Ecolatina afirmó: “Que el recorte haya quedado a mitad de camino es indicativo de dos puntos. Uno, que la puja entre el Ejecutivo y el BCRA en torno al nivel de las tasas no parece totalmente saldada y, dos, que el BCRA no claudica en el uso de la tasa de interés como herramienta antiinflacionaria”. Y además se refirió a qué impactos cabe esperar tras la decisión: “El estreno del gradualismo del BCRA liberará algo de presión al alza a la que estuvo sometida el tipo de cambio las últimas semanas. Pero menos presión no implica ausencia de ella (la trayectoria no se modifica). Más allá de la decisión del Consejo de Política Monetaria, el gobierno logró una reducción considerable de la tasa de interés real y el tipo de cambio trepó un escalón, pero a costa de una mayor expectativa de inflación”.

 

Algo de ni fu ni fa se leyó en el grueso de las interpretaciones que hicieron los analistas. El BCRA no cumplió del todo los deseos del Ejecutivo y tampoco mantuvo la tasa contractiva que hubiera deseado. En ese sentido, el analista financiero Christian Buteler expresó que la Reconquista 266 “jugó a ser Corea del Centro: baja la tasa porque se lo piden pero no mucho para no quedar tan mal con el mercado. El resultado es que ha vuelto a dañar seriamente su credibilidad.

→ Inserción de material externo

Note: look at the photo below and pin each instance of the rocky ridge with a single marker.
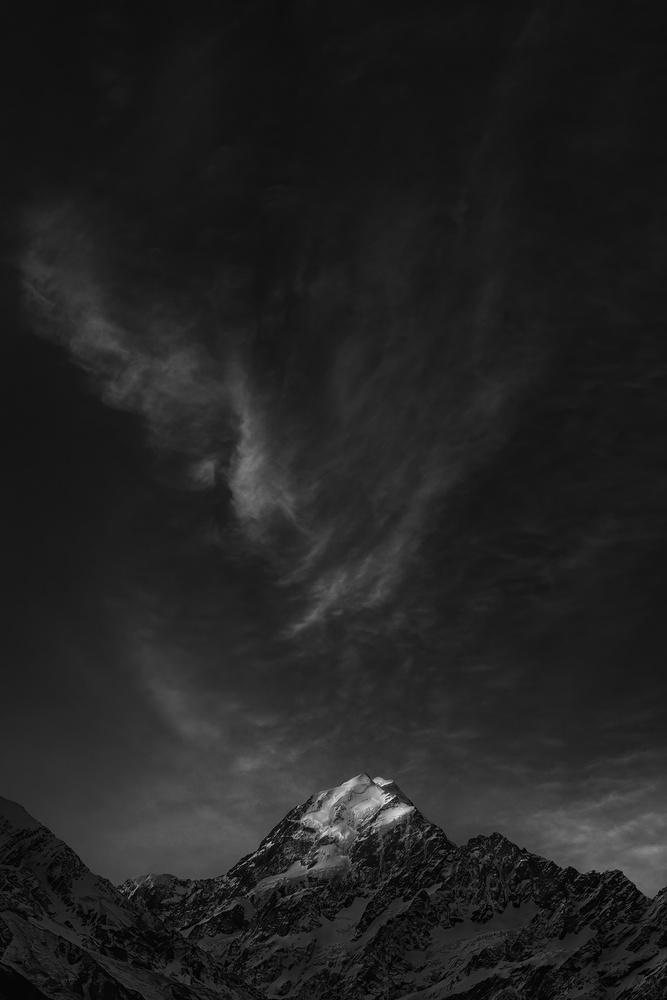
(65, 932)
(355, 894)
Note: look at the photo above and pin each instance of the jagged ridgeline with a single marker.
(355, 895)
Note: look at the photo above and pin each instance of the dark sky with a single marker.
(334, 416)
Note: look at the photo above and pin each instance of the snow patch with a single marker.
(338, 812)
(390, 817)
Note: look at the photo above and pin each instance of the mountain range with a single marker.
(354, 895)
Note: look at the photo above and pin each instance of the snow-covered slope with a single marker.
(65, 932)
(356, 895)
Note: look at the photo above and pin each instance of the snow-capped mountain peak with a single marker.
(360, 803)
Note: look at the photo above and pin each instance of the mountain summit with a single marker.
(354, 895)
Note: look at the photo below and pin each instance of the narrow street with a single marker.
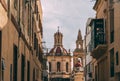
(59, 40)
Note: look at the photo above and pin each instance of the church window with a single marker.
(67, 67)
(58, 66)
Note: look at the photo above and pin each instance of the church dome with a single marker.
(58, 48)
(58, 51)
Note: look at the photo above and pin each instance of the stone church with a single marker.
(78, 57)
(59, 60)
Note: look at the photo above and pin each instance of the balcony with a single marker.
(99, 51)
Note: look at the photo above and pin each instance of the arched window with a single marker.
(67, 67)
(50, 66)
(58, 66)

Probablemente con esta medida se detenga la suba del dolar. Pero su reputación se verá dañada. A lo de hoy se le suma el cambio de objetivos de inflación que tuvo que dar en Casa de Gobierno”.

 

 

Razones oficiales

 

El Comunicado de Política Monetaria dio sus razones oficiales para la baja: la núcleo promedio móvil trimestral y las nuevas metas menos exigentes. En su expresión mostró que el uso del impersonal no es su estilo: “En los comunicados del 12 y 26 de diciembre, el BCRA enfatizó que la inflación núcleo había quebrado el nivel de persistencia observado entre mediados de 2016 y mediados de 2017”. Pero por primera vez dejó entrever que la inflación de diciembre será alta no sólo por los tarifazos más fuertes que lo esperado en la previa sino también por un traspaso a la núcleo: “Si bien se estima que el IPC de diciembre reflejará el fuerte aumento de precios regulados (en especial, gas y electricidad) y cierta incidencia directa de esos precios en la inflación núcleo, en la visión del BCRA el proceso de desinflación se ha encarrilado a lo largo del último semestre”.

 

Para el futuro, lo que trató de dejar instalado es que, si las expectativas y la inflación observada no se alinean con las nuevas metas, volverá a su actitud hawkish original. “Si se busca una menor velocidad de desinflación que la planeada originalmente, corresponde un sendero de política monetaria menos contractivo que el que antes se preveía.

 

Pero esa moderación en el sesgo contractivo sólo podrá sostenerse en el tiempo en la medida en que la evolución de la desinflación sea compatible con la trayectoria buscada”, cerró.